Data Curation and Governance are the Top-Two Data Engineering Challenges for 2022
Data curation and governance are the top-two data engineering challenges for 2022, according to a report by Gradient Flow and Immuta.
Data curation and governance are the top-two data engineering challenges for 2022, according to a new report commissioned by Gradient Flow and Immuta. The 2022 State of Data Engineering survey examined the changing landscape of data engineering and operations challenges, tools, and opportunities. The data engineering challenges that data professionals worry about most come after data has been extracted, loaded, and transformed. Data for the report was gathered from a global audience of 372 respondents, more than half of which were data engineers or data architects, over 61 days.
The main data engineering challenges cited by those polled include validation, data monitoring and auditing for compliance, data masking and anonymization, as well as data discovery. Nearly two-thirds of respondents (65 percent) said their company is either 100 percent cloud-based or will be in the next 12-to-24 months. In the same way, 62 percent of respondents signaled their plans to adopt one of the top-five cloud databases and platforms (Amazon Redshift, Amazon Athena, Google BigQuery, Databricks, and Snowflake) in the months ahead.
While 64 percent of those polled come from organizations already collecting and storing sensitive data, the vast majority (88 percent) indicated that their firms are subject to one or more data use rules or regulations like GDPR, HIPAA, CCPA, and SOC 2. Additionally, 30 percent of respondents reported a need to comply with internal, company-specific rules around data. Somewhat concerning is that more than a quarter of all those polled were unsure of what (if any) data quality solution their organization is currently using.

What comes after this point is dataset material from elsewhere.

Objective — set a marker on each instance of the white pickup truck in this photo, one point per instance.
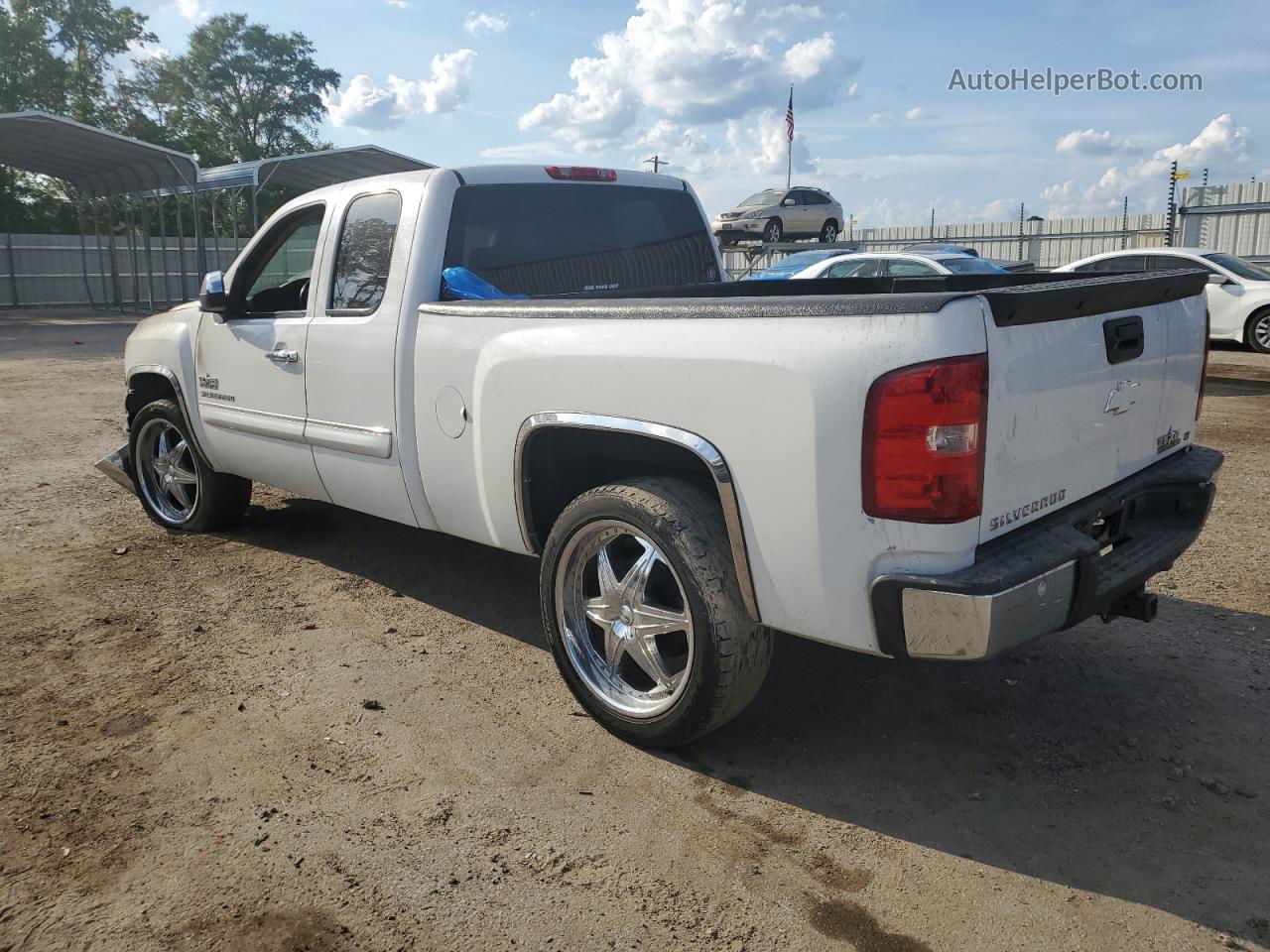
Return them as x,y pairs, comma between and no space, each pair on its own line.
913,467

The data engineering landscape is changing and maturing. Whereas years ago there were few, if any, tools to solve data challenges, a plethora of technologies – both commercial and open-source – are now available. These technologies are helping organizations leverage their sensitive data for real-time access and analytics, all while protecting it in accordance with a growing body of regulatory requirements. There are also an entirely new crop of data engineering training courses and online certification options available (tto enable technical and non-technical users alike to develop on-the-fly skills.